Fifth Sunday in Course 2024
Today we are offered the scriptural view of two preachers of the gospel. First we hear St. Paul, writing to his unique community in sin-city, Corinth, telling them what his reward for his service to the Church is. Then we hear about Jesus, early in His divine ministry to us weak human beings, healing and casting out demons and praying. And it’s good for those of us–and that’s all of us, ordained or not–who are called by God to share the good news, to pay close attention.
Down here in Texas, maybe throughout the South, when we encounter somebody who is totally committed to a cause, we say that he or she is either “bound to” do it or “Kent he’p it.” Either strapped to the cause like a saddle on a mule, or born to do it and unable to do anything else. In a sense, St. Paul was both, but when writing to Corinth, he tells his converts that he is obliged to the ministry. Remember that scene on the road to Damascus a few years earlier? There he was bound to find and arrest as many Christians as he could. He was bound by the Jewish high council in Jerusalem. But on that dusty road to Syria, he was blinded by the light of the Gospel, and before a week was out, he was preparing to carry that light to Jew and Gentile through the whole Roman world. Read the Acts of the Apostles this coming Lent. St. Paul was bound to Jesus Christ, and Him crucified, so that with Him all could be freed from death and bound to a life of resurrection in heaven.
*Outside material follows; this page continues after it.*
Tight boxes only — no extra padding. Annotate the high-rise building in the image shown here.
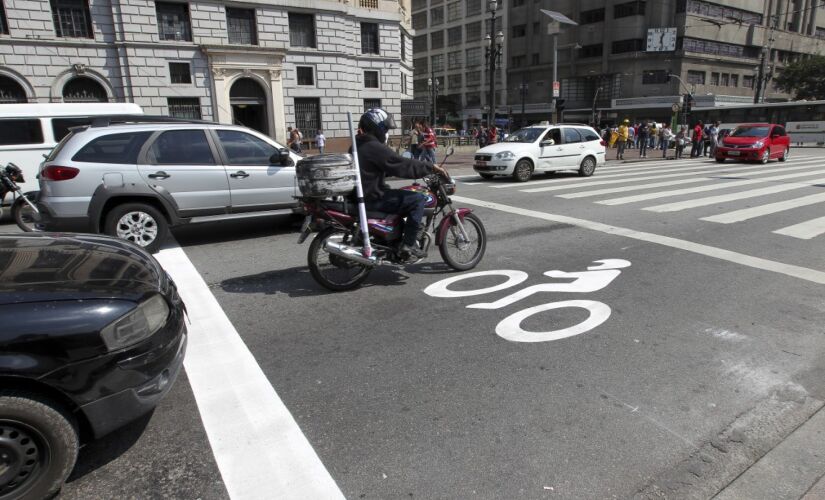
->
[505,0,825,122]
[0,0,412,146]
Now let’s look at Paul’s two options, and consider how they might be relevant to each of us. He says one option is to spread the gospel of Christ willingly. Then he would get a reward, a recompense. If not willingly, then he would still have to spread the good news, but that’s because Christ has made him a steward of the gospel. One way or another, he is either bound to the task. And what is his reward for willing service? He tells the Corinthians: “That, when I preach, I offer the gospel free of charge, so as not to make full use of my right in the gospel.” So he builds up a kind of heavenly credit memo rather than expecting a financial incentive.
When we look at St. Mark’s account of the early ministry of Jesus, we might feel like we fell into the eye of a category 5 hurricane. Jesus was blowing through Galilee in such a way as to attract attention. Curing diseases, preaching to the poor–or really anyone who would listen–driving out demons from the obsessed or possessed. Where, you ask, did Christ get all that energy for His three years of physical ministry in Galilee and Judea? Here’s the key line: “Rising very early before dawn, he left and went off to a deserted place, where he prayed.” Every time we see one of these whirlwind missionary events, we see Jesus praying. It was and is intimate contact with the Trinity–remember He was the Second Person thereof–that fueled Jesus in His humanity. And even if we are only human until we are glorified after death, we can participate in that experience every day. How do we know?
Think back on the conversion of St. Paul, which we celebrated on January 25. There was a Christian named Ananias in Damascus, and Paul was directed by the glorified Christ to seek him there. The Lord appeared to Ananias not long afterwards, and said: “Arise, and go to the street which is called Straight, and inquire in the house of Judas for one named Saul, a man of Tarsus: for behold, he prayeth” Paul was about to be baptized and helped to become the Apostle to the whole world, and he got ready for that in prayer.
In the coming season of Lent we will be invited–indeed bound–to more intense prayer, fasting and almsgiving. Let’s imitate Paul, and beyond that, Our Lord, and willingly give ourselves to our incredible God by doing so.